Synergistic effects of HIV and fentanyl differentially remodel the synapto-proteome and disrupts synaptic excitatory and inhibitory receptors across brain regions

HIV-1 infection of the central nervous system is associated with reduction of neuronal density, abnormal connectivity and strong synaptic dysfunction, which are key features of HIV-associated neurocognitive impairment (NCI). Furthermore, co-occurring factors in people living with HIV (PLH), such as drug misuse can worsen these alterations. Synthetic opioids, particularly fentanyl – the most common drug used by PLH – disrupts the normal functioning of brain inhibitory networks impacting cognition. However, the combined effects of HIV and fentanyl on synapses are not fully understood.
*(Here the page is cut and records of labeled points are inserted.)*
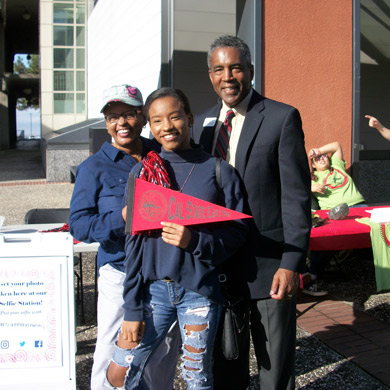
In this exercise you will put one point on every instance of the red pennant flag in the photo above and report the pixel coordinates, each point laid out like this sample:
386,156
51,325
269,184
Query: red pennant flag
149,204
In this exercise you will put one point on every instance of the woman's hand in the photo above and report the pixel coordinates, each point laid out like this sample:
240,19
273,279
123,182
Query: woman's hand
175,234
318,187
132,330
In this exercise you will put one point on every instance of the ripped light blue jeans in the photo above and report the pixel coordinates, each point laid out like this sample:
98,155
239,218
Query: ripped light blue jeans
198,319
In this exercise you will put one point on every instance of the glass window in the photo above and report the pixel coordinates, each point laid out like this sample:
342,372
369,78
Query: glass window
80,36
63,13
80,103
80,14
63,35
80,58
63,58
63,81
63,103
80,81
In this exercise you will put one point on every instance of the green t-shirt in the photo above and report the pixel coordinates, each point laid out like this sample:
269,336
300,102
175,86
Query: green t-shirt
340,187
380,235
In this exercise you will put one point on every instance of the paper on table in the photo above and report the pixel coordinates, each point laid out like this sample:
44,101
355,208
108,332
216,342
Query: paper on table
380,215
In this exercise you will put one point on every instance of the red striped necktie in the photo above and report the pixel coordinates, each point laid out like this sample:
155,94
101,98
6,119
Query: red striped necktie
225,130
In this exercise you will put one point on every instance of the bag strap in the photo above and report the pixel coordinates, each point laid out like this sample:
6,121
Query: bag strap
218,172
222,276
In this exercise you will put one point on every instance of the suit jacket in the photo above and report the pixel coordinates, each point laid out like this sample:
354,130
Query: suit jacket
271,160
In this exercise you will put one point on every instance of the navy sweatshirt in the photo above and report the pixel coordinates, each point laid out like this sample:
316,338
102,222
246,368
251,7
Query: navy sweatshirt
96,205
149,258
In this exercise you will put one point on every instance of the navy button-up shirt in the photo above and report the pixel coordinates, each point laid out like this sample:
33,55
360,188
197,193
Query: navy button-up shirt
96,204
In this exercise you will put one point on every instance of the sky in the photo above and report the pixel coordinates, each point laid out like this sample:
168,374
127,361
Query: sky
28,120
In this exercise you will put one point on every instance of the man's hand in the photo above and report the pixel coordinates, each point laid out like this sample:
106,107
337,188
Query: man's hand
175,234
318,187
284,284
132,331
373,122
314,153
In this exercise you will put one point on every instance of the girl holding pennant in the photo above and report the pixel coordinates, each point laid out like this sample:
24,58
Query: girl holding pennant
171,273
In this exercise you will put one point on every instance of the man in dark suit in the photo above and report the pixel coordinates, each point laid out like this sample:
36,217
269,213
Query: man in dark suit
266,145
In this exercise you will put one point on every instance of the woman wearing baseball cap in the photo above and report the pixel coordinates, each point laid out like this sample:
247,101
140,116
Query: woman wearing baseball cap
95,216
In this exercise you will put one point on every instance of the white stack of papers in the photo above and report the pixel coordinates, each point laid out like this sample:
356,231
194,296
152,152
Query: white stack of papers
380,215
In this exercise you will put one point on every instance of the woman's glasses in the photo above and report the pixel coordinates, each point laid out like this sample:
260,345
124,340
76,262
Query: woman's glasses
127,115
318,158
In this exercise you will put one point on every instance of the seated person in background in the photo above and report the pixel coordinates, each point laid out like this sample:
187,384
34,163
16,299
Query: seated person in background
373,122
330,185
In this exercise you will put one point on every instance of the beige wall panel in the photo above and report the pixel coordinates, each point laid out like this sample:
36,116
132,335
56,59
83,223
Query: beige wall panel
196,41
46,58
46,103
46,35
205,22
60,121
219,6
46,12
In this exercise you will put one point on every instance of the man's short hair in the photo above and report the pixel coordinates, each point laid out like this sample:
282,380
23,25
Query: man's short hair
230,41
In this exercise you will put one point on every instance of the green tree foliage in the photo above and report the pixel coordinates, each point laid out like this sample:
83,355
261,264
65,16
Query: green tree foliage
32,67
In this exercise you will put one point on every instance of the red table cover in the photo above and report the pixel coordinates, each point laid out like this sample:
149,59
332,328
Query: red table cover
342,234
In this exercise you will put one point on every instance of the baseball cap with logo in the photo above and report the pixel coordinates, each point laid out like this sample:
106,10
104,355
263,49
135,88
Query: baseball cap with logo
124,93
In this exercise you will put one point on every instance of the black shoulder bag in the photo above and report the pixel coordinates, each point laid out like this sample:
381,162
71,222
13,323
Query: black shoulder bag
234,315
In this study, we explored the individual and combined effects of HIV-1 infection and fentanyl daily administration (0.3 mg/kg) and overdose (160 mg/kg) using a mouse model with humanized immune system (NSG mice with peripheral immune reconstitution) (3 Female 22 weeks old mice per group; 1. Control, 2. HIV-1(+), 3. fentanyl only exposure, 4. Fentanyl and HIV-1(+)). To determine potential synaptic changes, synaptosomes from the middle pre-frontal cortex (mPFC), striatum (ST) and hippocampus (HP), were isolated, and analyzed by label-free LC (LC-MSM) proteomic analysis. We also performed electrophysiological recordings from microtransplanted native mice synapses to determine functional changes of excitatory glutamate AMPA-type receptors and inhibitory GABAA receptors’ functionality.
Our findings indicate that HIV-1 and fentanyl each alter overlapping synaptic pathways at the protein level, but their combination produces a distinct proteomic signature. Principal component analysis using the 50 most significantly differentially expressed genes across groups (ANOVA p-value <0.0001), showed a clear separation between control and HIV-Fentanyl combination along the PC2 component while PC1 separates the control and the individual HIV and Fentanyl treated groups. Gene-ontology enrichment revealed mitochondrial-related genes as the most affected. Furthermore, in synaptic function there is a synergistic effect of HIV-1 infection and fentanyl exposure, with a drastic reduction of GABAergic and glutamatergic activity across all brain regions. In conclusion, HIV and Fentanyl-chronic exposure showed a synergistic effect exhibiting mitochondrial pathway dysregulation and synaptic dysfunction of GABAAR and AMPA receptors. Understanding these synaptic alterations caused by the combination of HIV-1 and Fentanyl in mice is a necessary step for translating these findings to human research in PLH with polydrug misuse.